Saturday, March 19, 2011

AN ESSAY ON OLD TIME FISHING CAMPS AND THE FISHING KIT BAG

I've mused before about packing up your old "kit bag" and heading off into the out of doors for some sporting fun, whatever that fun is for you. Fishing, hunting, hiking, birdwatching, rock climbing and even water sports like sailing, canoeing and kayaking. They all involve exploring in nature. A "kit bag" was the lingo back in my grandfather's day as a young man and young adult in the teens and twenties for the stuff you carried with you. That's the 1910's and 1920's, when he was young and single and no kids and a good job and a little money and a little time to be outdoors.

My grandfather, my mother's father, was an inveterate fisherman. I'm sure I got the fishing gene from him. When he went fishing, he carried one of two guns: either a bolt action J.C. Higgens .22 or a J.C. Higgens bolt action 28" barrel .20 gauge. Those was his snake guns. He carried some slugs and buckshot for the shotgun, and made him up a double gun holder out of some old leather saddle gun sheaths that he stitched together and added a leather cover to.

Back in those days, before, during and after WWI, fellows who were single and seeking a little room to spread their wings in East Texas took off to one of several lakes or rivers, places where they could set up a fishing camp. Rich folks had cabins and private lands and even private clubs they belonged to with stocked lakes and cabins, but working folks like my Grandfather and his friends were doing it on the cheap. Tents and cooking out. They were fishing as much for food to take home as they were for fun and adventure.

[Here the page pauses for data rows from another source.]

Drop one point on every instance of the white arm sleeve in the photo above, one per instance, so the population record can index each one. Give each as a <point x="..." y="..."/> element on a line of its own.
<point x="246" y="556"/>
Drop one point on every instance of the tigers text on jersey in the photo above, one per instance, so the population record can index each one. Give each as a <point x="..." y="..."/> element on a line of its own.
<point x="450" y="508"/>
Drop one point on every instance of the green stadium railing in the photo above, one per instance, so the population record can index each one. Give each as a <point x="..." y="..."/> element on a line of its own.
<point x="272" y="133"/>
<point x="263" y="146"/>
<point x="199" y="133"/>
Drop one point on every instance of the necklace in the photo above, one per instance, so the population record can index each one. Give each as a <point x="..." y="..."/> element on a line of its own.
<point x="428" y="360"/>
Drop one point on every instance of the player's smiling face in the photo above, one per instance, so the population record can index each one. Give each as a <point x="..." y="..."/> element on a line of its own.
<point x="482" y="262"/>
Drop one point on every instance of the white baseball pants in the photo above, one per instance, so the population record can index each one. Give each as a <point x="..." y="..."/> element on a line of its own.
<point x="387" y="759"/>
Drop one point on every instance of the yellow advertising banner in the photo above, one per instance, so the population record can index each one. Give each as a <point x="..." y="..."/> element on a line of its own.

Sometimes they'd head to another part of Texas. The Hill Country around San Antonio held mythic call for these East Texas boys, used to plentiful fish in often murky or dark colored rivers and lakes, dyed brownish from pine needles and sand. The mythic call was that of cleaner and clearer water. The country of eleven hundred springs.

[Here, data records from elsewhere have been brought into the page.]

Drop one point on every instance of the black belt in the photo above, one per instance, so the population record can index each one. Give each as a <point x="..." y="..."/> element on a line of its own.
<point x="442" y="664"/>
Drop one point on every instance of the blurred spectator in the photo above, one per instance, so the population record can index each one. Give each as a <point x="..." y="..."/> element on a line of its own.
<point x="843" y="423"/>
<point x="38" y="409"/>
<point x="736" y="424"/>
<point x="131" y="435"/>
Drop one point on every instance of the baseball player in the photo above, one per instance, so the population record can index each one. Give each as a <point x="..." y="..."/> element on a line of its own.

Back then, of course, recreational fishing was sort of an emerging sport. Folks had always fished, but not with artificial lures (except the mostly rich fly fishermen) and reels that allowed you to work those artificial lures. My Grandfather was one of those non-rich folks who embraced fly fishing, as well as all other modes of fresh and saltwater fishing. When spinning tackle hit the US shores after WWII, my Grandfather was one of the first to get a couple of the new reels that servicemen friends of his bought over in France and brought back. Once he started spin fishing, my Grandfather never hardly looked back to fly fishing or even bait casting (except for salt water fishing).

So their fishing camps, back 80 years ago give or take were usually highly anticipated get aways where "the boys" could be boys. Sometimes they'd go on public lands and sometimes they'd pay a fee to a landowner to use his land and sometimes they'd know someone who'd let them go on their place. The key, of course, was frontage on a producing small lake or on a large lake or river.

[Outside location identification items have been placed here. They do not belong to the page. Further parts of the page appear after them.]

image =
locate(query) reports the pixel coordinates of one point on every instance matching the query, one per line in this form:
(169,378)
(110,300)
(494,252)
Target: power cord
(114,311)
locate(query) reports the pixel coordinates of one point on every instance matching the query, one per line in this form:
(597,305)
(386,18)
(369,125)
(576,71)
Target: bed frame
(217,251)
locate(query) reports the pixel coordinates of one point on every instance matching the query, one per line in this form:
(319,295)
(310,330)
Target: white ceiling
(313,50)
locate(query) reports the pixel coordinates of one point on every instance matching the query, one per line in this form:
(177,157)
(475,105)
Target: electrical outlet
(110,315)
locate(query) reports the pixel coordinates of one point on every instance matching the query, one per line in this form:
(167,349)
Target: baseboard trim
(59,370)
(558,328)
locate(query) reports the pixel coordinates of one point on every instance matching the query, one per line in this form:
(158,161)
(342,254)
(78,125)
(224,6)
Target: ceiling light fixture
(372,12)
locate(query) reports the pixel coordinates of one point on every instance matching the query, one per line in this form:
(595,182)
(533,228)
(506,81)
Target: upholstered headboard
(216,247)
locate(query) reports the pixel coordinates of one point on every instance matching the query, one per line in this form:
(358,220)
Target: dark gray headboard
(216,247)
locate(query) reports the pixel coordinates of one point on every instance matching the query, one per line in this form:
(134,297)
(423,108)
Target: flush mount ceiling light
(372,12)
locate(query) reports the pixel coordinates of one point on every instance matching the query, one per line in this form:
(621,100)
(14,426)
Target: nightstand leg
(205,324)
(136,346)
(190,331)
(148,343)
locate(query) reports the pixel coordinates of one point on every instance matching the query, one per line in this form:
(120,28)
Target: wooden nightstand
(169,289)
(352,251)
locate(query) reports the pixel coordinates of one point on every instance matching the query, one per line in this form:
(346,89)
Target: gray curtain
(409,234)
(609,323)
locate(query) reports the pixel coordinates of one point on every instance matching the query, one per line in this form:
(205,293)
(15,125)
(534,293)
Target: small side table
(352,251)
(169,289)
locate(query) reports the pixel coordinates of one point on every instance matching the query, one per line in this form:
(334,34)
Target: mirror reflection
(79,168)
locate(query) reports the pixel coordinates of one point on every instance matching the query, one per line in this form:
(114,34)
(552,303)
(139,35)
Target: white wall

One such lake they used to frequent was a large lake, and the guy they knew had land at the point where the river that formed the lake entered the upper lake area. Of course, that was a great spot to fish and his posse had several boats that they would bring for running trot lines and fixed lines. Tables and cooking stuff also made the trip, for preparing fish to ice down and take home as well as for cooking huge meals while out fishing for a few days.

All of these guys had their kit bags with them. They carried their "kit", their gear, in their kit bags. The equivalent of today's backpack. Sometimes they were knapsack sized, and sometimes they were more akin to a satchel.

Of course, then as now, everyone had at least one pistol and one knife in their bag. Usually more than one knife. Some foodstuffs, like bread and jerky and some other non-perishable items, perhaps some canned meat. A first aid kit and snake bite kit. Maybe some kind of treated cloth to fashion a lean to or tube tent in the wilds, as well as a thin sleeping sack.

I know my grandfather carried lots of ingenious tools that were either lightweight or multi-function. I'll talk some more in a later post about Grandpa's old kit bag.